Rivière Piché, un dimanche de mai. Le chant des merles, le fracas d’un pic-bois à l’œuvre enveloppent cette fin d’après-midi qui finit par s’ensoleiller. C’est ici, dans un des sentiers (issus d’une mobilisation citoyenne pour la sauvegarde de cette forêt, au début des années 1990) qui longent la rivière que j’ai donné rendez-vous à Rodrigue Turgeon pour causer de Nanikana, son premier livre, paru aux éditions l’Esprit libre, le 1er juin.

Courtoisie Éditions L’esprit libre

Dans cet ouvrage de quelque 300 pages, appuyé de cartes et d’illustrations réalisées par Geneviève Bigué, Rodrigue revient sur un voyage effectué sur le fleuve Nanikana en juillet 2021, avec ses acolytes : son frère Gabriel Turgeon et ses amis, Sébastien Brodeur-Girard et Gilles Gagnon. Un parcours d’environ 500 kilomètres, étalés sur 26 jours à travers les territoires Anicinape Aki et Eeyou Istchee, qui les a menés de Saint-Mathieu-d’Harricana à la baie James. Reprenant le fil des jours de ce périple, Rodrigue y revient sur ses émerveillements, ses craintes. Mais aussi sur notre rapport trouble au territoire et à Nanikana : un fleuve au cœur d’une certaine identité abitibienne, mais menacé par l’appétit sans fond des extractivistes, passés et à venir. Un fleuve méconnu aussi – jusqu’à la véritable signification de son nom, tel que le rappelle Isapen Mapitce dans sa préface – alors que « [l’on commence] à peine à tendre l’oreille aux récits autochtones qui fleurissent sur [ses] rives depuis des millénaires » (p. 26).

Partant de ce bilan, Rodrigue me nomme d’emblée le projet de Nanikana : « Ce que j’ai souhaité faire, à partir de ce constat-là de base, c’était de trouver une manière d’amener de la lumière là-dedans, dans notre situation qui peut sembler désespérante à tellement d’égards […] De tout ce que je connais de la région, [Nanikana], c’est ce qui le plus porteur de lumière, de rassemblement, de force qui peut amener une cohésion, une inclusion, et un respect entre les gens. »

Rodrigue Turgeon. Photographe : Rachel Pelletier.

Parce que Nanikana, selon lui, est à l’image de portes ouvertes sur notre passé et notre avenir : « C’est un territoire qui se découpe en séquences d’occupation coloniale, et [on] peut très bien anticiper de ce qui adviendra de l’aval en évaluant ce qu’on a pu faire en 100 ans en amont. Le regard qu’on jette vers le futur, on peut le jeter vers l’aval de Nanikana, dans un territoire qui est encore relativement épargné, mais qui demande aussi à être restauré en grande partie… »

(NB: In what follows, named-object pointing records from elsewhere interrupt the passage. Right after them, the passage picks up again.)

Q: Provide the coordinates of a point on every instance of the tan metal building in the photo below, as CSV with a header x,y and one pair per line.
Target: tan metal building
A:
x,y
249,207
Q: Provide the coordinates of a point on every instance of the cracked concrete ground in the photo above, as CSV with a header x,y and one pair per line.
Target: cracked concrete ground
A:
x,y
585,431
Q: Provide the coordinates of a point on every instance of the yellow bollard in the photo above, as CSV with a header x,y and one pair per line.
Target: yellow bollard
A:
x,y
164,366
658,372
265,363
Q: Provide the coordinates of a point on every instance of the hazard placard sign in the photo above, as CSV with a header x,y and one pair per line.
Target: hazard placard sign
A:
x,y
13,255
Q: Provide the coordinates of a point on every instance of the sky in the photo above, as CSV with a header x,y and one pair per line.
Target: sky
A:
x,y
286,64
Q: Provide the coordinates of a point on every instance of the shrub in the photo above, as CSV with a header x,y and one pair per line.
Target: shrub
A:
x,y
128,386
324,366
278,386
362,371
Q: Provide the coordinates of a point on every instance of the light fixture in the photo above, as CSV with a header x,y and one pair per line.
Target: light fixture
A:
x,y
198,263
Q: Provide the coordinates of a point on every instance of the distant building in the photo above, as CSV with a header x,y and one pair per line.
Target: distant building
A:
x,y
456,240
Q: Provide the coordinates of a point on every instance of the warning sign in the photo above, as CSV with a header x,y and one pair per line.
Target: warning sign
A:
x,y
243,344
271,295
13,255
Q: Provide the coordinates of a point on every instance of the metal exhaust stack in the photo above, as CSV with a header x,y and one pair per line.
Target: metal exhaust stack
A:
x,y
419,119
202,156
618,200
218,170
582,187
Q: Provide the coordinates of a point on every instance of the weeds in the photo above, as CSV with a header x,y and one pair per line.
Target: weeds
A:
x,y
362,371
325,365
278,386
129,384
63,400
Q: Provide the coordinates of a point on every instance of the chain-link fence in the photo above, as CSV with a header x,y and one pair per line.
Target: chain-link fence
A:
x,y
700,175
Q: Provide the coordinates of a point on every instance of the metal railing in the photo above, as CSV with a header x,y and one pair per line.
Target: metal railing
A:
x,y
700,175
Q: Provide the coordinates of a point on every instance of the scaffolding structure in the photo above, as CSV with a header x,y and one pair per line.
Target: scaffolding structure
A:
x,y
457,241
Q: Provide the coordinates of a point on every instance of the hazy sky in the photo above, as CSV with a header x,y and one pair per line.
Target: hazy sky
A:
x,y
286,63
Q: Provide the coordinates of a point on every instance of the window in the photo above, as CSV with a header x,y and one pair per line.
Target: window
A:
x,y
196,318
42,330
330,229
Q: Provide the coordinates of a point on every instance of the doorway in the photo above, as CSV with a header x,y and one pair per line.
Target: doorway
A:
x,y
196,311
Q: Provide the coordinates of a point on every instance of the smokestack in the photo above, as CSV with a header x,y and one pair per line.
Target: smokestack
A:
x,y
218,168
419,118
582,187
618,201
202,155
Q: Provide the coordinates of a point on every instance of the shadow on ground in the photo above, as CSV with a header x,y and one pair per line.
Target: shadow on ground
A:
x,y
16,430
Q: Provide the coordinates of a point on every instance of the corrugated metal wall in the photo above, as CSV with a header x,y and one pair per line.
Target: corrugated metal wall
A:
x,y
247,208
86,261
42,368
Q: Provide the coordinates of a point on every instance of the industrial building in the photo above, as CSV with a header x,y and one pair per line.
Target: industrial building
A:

C’est d’ailleurs ce double regard qui donne son rythme aux dix chapitres de Naninaka, où le récit du voyage cède régulièrement le pas à l’essai, à mesure que le poids de l’histoire se révèle aux canoteurs. Une démarche entièrement assumée par Rodrigue, d’autant qu’en plus des renseignements tirés de sources historiques ou contemporaines, on y retrouve de nombreux témoignages de personnes anicinapek, eeyouch et abitibiennes que Rodrigue a rencontrées dans le processus de rédaction du livre. Une démarche essentielle, indiscutable pour l’auteur, afin de jeter une diversité de regards sur Nanikana et son histoire : « Ça, ça a été le plus grand voyage dans le projet – quand j’ai fini d’écrire notre histoire, pis que je suis allé à la rencontre des gens ».

Et c’est ça, en fin de compte, Nanikana : le récit d’un voyage à la rencontre de l’autre et du territoire, et un vibrant appel à renouveler ce qui nous lie.